Last week, the New York Times published an article that wrestled with the discomfort many people feel with hunting species to save them.
The Ox Ranch near Uvalde, Tex., is not quite a zoo, and not quite an animal shooting range, but something in between. The ranch’s hunting guides and managers walk a thin, controversial line between caring for thousands of rare, threatened and endangered animals and helping to execute them. Some see the ranch as a place for sport and conservation. Some see it as a place for slaughter and hypocrisy.
The logic behind hunting as a tool to save endangered species is simple: when someone owns a population of an animal, she has an incentive to protect and grow it. Cattle will likely never go extinct because ranchers have very strong financial incentives to ensure that doesn’t happen. Similarly, fears that colony collapse disorder could threaten the future of bee species proved overblown because professional beekeepers had strong incentives to increase colony production to compensate for any losses.

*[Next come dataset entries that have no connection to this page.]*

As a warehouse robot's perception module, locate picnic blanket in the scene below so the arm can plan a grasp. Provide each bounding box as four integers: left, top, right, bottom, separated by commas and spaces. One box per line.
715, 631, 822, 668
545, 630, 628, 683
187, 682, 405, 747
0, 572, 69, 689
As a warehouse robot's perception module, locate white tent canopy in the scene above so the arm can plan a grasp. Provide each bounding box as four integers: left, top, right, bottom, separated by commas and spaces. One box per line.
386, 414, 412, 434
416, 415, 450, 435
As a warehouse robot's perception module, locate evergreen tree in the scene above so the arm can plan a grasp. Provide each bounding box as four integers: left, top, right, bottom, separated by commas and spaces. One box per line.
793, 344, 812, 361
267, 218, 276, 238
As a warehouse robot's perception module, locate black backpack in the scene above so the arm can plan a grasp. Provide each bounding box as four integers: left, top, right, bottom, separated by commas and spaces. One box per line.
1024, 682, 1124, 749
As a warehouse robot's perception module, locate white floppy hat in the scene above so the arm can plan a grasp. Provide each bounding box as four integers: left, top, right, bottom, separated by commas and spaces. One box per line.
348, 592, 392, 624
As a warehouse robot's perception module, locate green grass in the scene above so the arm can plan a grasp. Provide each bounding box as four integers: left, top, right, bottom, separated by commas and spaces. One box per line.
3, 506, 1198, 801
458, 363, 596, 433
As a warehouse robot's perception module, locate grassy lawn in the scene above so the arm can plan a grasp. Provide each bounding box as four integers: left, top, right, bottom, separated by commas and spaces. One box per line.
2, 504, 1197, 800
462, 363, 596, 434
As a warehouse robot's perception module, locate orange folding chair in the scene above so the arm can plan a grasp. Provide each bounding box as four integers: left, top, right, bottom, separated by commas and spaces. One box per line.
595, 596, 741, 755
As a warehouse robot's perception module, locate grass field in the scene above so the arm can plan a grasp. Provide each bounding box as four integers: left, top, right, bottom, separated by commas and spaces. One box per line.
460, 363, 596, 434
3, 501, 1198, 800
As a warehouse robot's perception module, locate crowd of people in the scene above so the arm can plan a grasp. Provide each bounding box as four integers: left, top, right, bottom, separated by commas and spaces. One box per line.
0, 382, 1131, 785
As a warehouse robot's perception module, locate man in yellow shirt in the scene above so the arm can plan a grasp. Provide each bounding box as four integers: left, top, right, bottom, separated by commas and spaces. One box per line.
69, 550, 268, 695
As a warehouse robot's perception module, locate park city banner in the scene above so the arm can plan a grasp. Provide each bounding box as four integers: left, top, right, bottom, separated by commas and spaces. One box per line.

Same with hunting. Many exotic species popular with hunters are facing extinction in their native range. But for-profit ranches have succeeded in establishing healthy, growing populations financed by hunting.
Exotic-game ranches see themselves not as an enemy of wildlife conservation but as an ally, arguing that they contribute a percentage of their profits to conservation efforts. “We love the animals, and that’s why we hunt them,” Mr. Molitor said. “Most hunters in general are more in line with conservation than the public believes that they are.” Beyond the financial contributions, hunting ranches and their supporters say the blending of commerce and conservation helps save species from extinction.
The evidence of that last point is overwhelming. In the 90s and early 2000s, four species of African antelope exploded in an unlikely place—Texas. Those populations were funded through hunting, giving the owners an incentive to grow larger, sustainable populations. That changed in 2009 when a federal court held that these ranches could no longer operate without navigating the expensive, time-consuming, and complicated Endangered Species Act permit process for every hunt. This was an existential threat to these ranches and to the populations they had grown. Fortunately, Congress quickly stepped in and overruled the court’s decision. Since then the populations have continued to thrive on Texas’ exotic hunting ranches.
Because the industry is largely unregulated, there is no official census of exotic animals in Texas. But ranchers and wildlife experts said that Texas has more exotics than any other state. A survey by the state Parks and Wildlife Department in 1994 put the exotic population at more than 195,000 animals from 87 species, but the industry has grown explosively since then; one estimate by John T. Baccus, a retired Texas State University biologist, puts the current total at roughly 1.3 million.
But for many, this record of conservation success can’t overcome the queasiness they feel about hunting endangered species. That’s unfortunate but understandable. Often, the effective cure for a problem isn’t pretty. We treat many cancers with chemotherapies that cause a host of nasty side effects. But we gladly accept the ugliness of that treatment because it is better than the disease it cures. Animal rights activists should view hunting the same way. Many may never like hunting, but hopefully we can all agree that it is better than the alternative—losing rare species forever.